On January 22, 2018, the Supreme Court decided National Association of Manufacturers v. Department of Defense, No. 16-299, in which it held that the federal courts of appeal do not have direct and exclusive jurisdiction under 33 U.S.C. § 1369(b)(1) over an appeal of the Environmental Protection Agency and the Army Corps of Engineers’ enacting a regulation defining “waters of the United States” for purposes of 33 U.S.C. § 1362(7).
The Clean Water Act, 33 U.S.C. § 1251, et seq., establishes a statutory scheme for “restor[ing] and maintain[ing] the chemical, physical, and biological integrity of the Nation’s waters.” Among other things, the Act prohibits the “addition of any pollutant” into “the waters of the United States, including the territorial seas,” “from any point source” without a permit. 33 U.S.C. §§ 1311, 1362(7), (12), (14). The EPA and the Corps administer the permitting programs under 33 U.S.C. § 1342 and § 1344, respectively. The Act provides that certain of the agencies’ actions are directly and exclusively appealable to federal courts of appeal, including those “approving or promulgating any effluent limitation or other limitation under section 1311, 1312, 1316, or 1345” (Effluent Limitations Exception) and “issuing or denying any permit under section 1342 of this title” (Permitting Exception). 33 U. S. C. §1369(b)(1)(E)-(F). The Administrative Procedures Act, 5 U.S.C. § 500, et seq., governs judicial review of any other final agency action under the Act. 33 U.S.C. § 1369(b)(1).

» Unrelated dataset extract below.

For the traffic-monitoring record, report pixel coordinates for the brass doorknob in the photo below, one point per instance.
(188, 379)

In 2015, the EPA and the Corps jointly promulgated a regulation defining the “waters of the United States” (the Rule). Some of those seeking judicial review of the agencies’ action appealed the action to federal courts of appeal, while others, including the National Association of Manufacturers, challenged the Rule only in a federal district court. A multi-district litigation panel declined to consolidate the district-court petitions but consolidated the appellate petitions and transferred them to the U.S. Court of Appeals for the Sixth Circuit. The Sixth Circuit stayed application of the Rule nationwide. The district courts, meanwhile, reached conflicting decisions on whether they had jurisdiction to review the agencies’ action, with some concluding that they did not and at least one concluding that it did.

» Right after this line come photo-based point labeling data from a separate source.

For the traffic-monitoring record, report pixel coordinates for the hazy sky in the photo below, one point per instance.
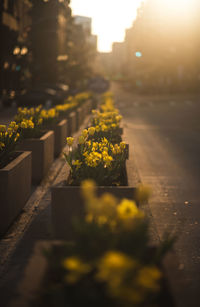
(110, 18)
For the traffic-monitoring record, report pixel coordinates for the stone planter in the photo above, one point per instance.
(60, 133)
(37, 273)
(42, 154)
(67, 203)
(71, 124)
(15, 188)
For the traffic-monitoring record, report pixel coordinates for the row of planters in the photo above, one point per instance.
(28, 147)
(105, 258)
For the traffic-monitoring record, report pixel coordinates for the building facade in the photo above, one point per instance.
(15, 22)
(49, 39)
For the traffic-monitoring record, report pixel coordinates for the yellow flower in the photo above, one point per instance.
(81, 139)
(2, 128)
(91, 130)
(85, 133)
(70, 141)
(122, 145)
(104, 128)
(113, 267)
(101, 220)
(10, 131)
(127, 209)
(30, 124)
(40, 121)
(76, 268)
(23, 125)
(88, 188)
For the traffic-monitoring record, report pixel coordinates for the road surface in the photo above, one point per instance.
(164, 132)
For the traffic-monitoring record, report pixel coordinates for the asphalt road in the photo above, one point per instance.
(164, 132)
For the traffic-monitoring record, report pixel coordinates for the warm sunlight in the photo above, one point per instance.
(110, 18)
(176, 8)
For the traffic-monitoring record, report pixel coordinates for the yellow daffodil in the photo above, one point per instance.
(81, 139)
(70, 141)
(127, 209)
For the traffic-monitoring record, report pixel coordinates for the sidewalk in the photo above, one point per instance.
(7, 115)
(33, 224)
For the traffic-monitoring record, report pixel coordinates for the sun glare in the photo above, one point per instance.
(110, 18)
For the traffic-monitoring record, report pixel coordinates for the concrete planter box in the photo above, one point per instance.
(60, 133)
(71, 123)
(37, 273)
(15, 188)
(67, 203)
(42, 154)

In addition to pursuing review in a federal district court, the Association intervened as a respondent in the consolidated action before the Sixth Circuit and, with others, moved to dismiss that action for want of jurisdiction. The Government opposed those motions, arguing that the Effluent Limitations and Permitting Exceptions authorized only a federal court of appeals to review the agencies’ action. The Sixth Circuit denied the Association’s motion to dismiss and request for a rehearing en banc. The United States Supreme Court granted certiorari.
The Court first rejected the application of the Effluent Limitations Exception for two reasons. It held that the Rule is not an “effluent limitation,” as defined in 33 U.S.C. § 1362(11), or an “other limitation” because it does not impose any restriction on the “quantities, rates, or concentrations” of a regulated discharge. It further held that the agencies promulgated the Rule under 33 U.S.C. § 1361(A), rather than any of the statutory sections listed in, and available to trigger, the Exception.
The Court also rejected the availability of the Permitting Exception because the Rule does not issue or deny any permit under 33 U.S.C. § 1342.
Finally, the Court rejected the Government’s policy arguments as contrary to the clear text of the Act. It found unpersuasive the Government’s arguments that the bifurcated review scheme is “irrational,” that permitting direct review of the Rule in the federal courts of appeal would promote efficiency and national uniformity, and that a presumption favoring court-of-appeals review of administrative action should apply.
Justice Sotomayor delivered the unanimous opinion of the Court.